Fock macht Erinnerungskunst. Seine Bilder, die manchmal so graphisch und direkt wirken, so farbig und flächig, so laut und schnell, diese Bilder sind gestaffelt, sind geschichtet, sie sind wie ein Ariadnefaden, an dem entlang wir uns zurücktasten können in eine Zeit, die war und die ist. Denn wir kommen immer wieder bei den gleichen Bildern an, wir kommen immer wieder bei uns an, wenn wir den Weg gehen, querfeldein durch Focks Porträts hindurch. Fock macht Gegenwartskunst.

Und diese Gegenwart ist eben so untief nicht, wie sie vielleicht erscheint. Sie saugt nur schneller auf, verarbeitet atemberaubender, baut die Erinnerungsstücke ein in das wackelige Gebilde, das unsere Zeit ist. Nimm einen Stein heraus, und all das bricht zusammen.

So funktioniert Focks Malerei. Er gräbt, er versteckt, er übermalt und unterminiert. Er stellt seine Figuren in den weißen Raum, vor die weiße Wand. Er trägt die Malerei auf unsicheren Grund.

Das Porträt, das weiß er, ist heute im Grunde nur noch im Verschwinden zu fassen. Zu allgegenwärtig sind die Fotos und Vorlagen, die Gesichter und die Visagen, zu direkt ist der Weg vom Bild zur Bedeutung zur Bedeutungslosigkeit. Fock umgeht diese semantische Sackgasse, indem er etwas anderes malt als ein Gesicht oder eine Figur.

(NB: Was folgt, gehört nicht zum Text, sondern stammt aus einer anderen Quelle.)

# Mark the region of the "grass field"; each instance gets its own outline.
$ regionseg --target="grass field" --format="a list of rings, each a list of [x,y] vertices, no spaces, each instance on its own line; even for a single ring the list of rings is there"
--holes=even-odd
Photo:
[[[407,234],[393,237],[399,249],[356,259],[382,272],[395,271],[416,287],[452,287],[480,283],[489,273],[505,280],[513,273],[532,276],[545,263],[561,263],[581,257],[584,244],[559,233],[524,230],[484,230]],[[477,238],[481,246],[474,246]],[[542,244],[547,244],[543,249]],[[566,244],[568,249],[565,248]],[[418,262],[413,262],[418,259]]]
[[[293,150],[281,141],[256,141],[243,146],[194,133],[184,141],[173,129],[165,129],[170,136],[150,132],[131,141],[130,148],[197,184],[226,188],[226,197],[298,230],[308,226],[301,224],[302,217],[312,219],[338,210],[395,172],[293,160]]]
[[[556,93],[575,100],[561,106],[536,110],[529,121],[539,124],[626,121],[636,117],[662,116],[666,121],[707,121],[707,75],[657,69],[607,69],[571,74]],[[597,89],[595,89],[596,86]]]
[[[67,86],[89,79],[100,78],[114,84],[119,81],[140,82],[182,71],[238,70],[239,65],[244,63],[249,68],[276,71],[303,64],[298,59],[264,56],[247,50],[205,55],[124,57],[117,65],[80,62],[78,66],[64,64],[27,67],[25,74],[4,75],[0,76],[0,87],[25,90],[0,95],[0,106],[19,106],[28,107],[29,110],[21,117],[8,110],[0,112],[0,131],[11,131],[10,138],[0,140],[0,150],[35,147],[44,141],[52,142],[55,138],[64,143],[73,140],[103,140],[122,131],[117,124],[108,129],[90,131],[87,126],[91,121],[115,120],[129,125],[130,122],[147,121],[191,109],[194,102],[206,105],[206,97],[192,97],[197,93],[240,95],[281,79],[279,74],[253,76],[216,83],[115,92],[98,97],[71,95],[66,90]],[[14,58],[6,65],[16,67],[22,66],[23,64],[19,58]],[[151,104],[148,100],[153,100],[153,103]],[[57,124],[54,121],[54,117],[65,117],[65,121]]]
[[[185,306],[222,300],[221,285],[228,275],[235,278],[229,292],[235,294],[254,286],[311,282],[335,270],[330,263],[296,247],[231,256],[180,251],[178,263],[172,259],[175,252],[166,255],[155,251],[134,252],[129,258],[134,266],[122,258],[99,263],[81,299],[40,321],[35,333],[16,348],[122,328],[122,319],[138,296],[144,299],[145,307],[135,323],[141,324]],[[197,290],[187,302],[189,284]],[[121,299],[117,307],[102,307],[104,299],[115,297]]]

Er stellt die Distanz dar, die zwischen uns und diesem Porträt liegt, er belässt die Entfernung und gibt dem Zwischenraum Gestalt.

Also übermalt er George Bush, bis nur noch sein Schatten erkennbar ist in einem schwarz-weißen Strahlengewitter, das dem Krieg seinen Klang zurückgibt; also lässt er einen Umriss frei, dort wo eigentlich das Gesicht von Kate Moss scheinen müsste, aber wie kann man diese Lichtgestalten jenseits der Abbildbarkeit sonst zeigen; also nimmt er Matti Nykänen oder Lou Reed oder Helmut Lang, er nimmt Penck und Baselitz und Georg Forman, er übermalt sie oder streicht sie durch oder behandelt sie mit zärtlicher Härte. Er mischt die Farben, vor allem aber mischt er seine Privatmythen, seine Malervorbilder, seine Musik, seine biographischen Verweise und die Politik, wie er sie sieht, und erreicht damit eine, und das ist das Besondere, nicht bloß selbstbezogene Geschichtentiefe, die den Bildern bei aller Luftigkeit ihr Gewicht gibt.

Fock reproduziert dabei nicht verhangene Gegenwart mit jener modischen Melancholie, wie manche der Maler seiner Generation. Er ist von einer echten, tiefen Trauer, wenn es um den Verlust geht, den er in seiner Malerei beschreibt. Es sind die Bilder, die uns umgeben und die er im Verschwinden benennt – es ist aber vor allem eine Zeit, eine Art dauernde Gegenwart, der Fock eine Gestalt gibt.

Seine Bildern handeln letztlich fast immer von dieser ominösen kollektiven Jugend, von der wir nur wissen, dass es sie wohl gab, aber nicht so, wie wir uns daran erinnern. Wir wissen nur, dass wir sie verloren haben mit all ihrer nie zu erreichenden Unschuld und Erfüllung. Und wir wissen, dass wir sie nie verlieren werden. Wir tragen sie in uns. Als Erinnerung.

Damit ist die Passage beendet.